Why don’t the electrons in a galvanic cell flow through the half cells themselves?

Answer

Hi Roel,

To fix the thought I refer to Fig. 1, which depicts a typical galvanic cell. The electrodes, in this case a strip of copper and silver metal, serve as a landing stage for the electrons.

At the copper electrode the reaction takes place:

Cu(v) –> Cu²⁺ + 2 e^–

Because both electrons are attracted to the silver electrode, the copper electrode becomes positively charged. The electrons flow through the external wiring to the silver electrode. There the reaction happens:

2 Ag⁺ + 2 e^– –> 2 Ag(v)

(The number of electrons given off and taken up must of course be the same!). Due to the presence of those extra electrons, the silver electrode becomes negatively charged.

The electrons cannot travel through the solution, because a “naked” electron is a very energetic particle, and would immediately undergo interactions with the molecules present. This is comparable to the damage that some types of radioactive radiation can cause, such as ionistasis and unwanted chemical reactions.

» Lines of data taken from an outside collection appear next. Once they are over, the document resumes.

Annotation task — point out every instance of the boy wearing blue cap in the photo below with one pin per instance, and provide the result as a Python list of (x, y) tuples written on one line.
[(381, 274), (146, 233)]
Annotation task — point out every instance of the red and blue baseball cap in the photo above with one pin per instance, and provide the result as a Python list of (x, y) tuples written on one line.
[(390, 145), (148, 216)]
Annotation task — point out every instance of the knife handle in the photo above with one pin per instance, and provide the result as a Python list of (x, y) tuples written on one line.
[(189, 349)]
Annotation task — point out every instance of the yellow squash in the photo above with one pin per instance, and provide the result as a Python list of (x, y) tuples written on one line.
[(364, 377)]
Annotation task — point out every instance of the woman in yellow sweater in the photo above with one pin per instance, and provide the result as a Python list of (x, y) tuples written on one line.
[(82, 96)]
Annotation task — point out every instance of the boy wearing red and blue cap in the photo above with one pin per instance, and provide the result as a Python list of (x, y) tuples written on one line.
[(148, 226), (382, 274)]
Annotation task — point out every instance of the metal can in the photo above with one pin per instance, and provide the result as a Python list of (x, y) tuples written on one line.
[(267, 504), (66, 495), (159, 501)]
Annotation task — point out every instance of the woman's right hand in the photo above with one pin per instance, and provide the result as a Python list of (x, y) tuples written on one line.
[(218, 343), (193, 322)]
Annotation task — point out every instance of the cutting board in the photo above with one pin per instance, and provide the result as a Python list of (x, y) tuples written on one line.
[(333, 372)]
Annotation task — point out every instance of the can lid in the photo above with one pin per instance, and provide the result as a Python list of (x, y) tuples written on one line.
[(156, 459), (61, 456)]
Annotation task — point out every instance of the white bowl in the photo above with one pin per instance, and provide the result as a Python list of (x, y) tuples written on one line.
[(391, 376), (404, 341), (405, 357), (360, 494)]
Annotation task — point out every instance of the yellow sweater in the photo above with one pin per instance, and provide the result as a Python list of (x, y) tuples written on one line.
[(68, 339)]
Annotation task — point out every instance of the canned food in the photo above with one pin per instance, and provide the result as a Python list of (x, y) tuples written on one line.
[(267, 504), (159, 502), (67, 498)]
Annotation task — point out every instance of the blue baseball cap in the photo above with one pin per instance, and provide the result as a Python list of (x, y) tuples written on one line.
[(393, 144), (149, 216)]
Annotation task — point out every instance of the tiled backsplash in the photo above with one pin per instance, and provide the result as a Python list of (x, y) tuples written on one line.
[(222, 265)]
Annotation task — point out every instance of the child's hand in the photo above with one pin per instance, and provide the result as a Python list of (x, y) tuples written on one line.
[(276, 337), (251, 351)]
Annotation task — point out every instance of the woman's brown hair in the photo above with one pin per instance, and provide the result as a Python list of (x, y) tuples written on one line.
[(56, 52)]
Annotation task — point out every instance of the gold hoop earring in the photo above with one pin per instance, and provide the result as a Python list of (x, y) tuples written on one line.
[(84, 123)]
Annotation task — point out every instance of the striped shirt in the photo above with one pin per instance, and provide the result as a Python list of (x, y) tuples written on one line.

In a metal, on the other hand, the valence electrons are only weakly bonded, and can therefore move under the influence of a limited force, being the potential difference between the two electrodes.

In the solution, the ions present are electrostatically attracted to the electrodes: the copper electrode is positively charged, and will therefore attract ALL negative ions (anions). In our example that is sulfate (SO₄^2-) and the positive copper ions (Cu²⁺) push off. The sulfate ions are attracted to the electrode, but will not react there. The potential difference is not big enough for that. The silver electrode is negatively charged and will therefore attract all positive ions (cations) and repel the negative ones. In our example, the Ag⁺ that is attracted, and NO₃^– that is discarded.

In the external wiring the charge carriers are the electrons, in the solution the charge carriers are all ions present. This is clarified in Fig. 2.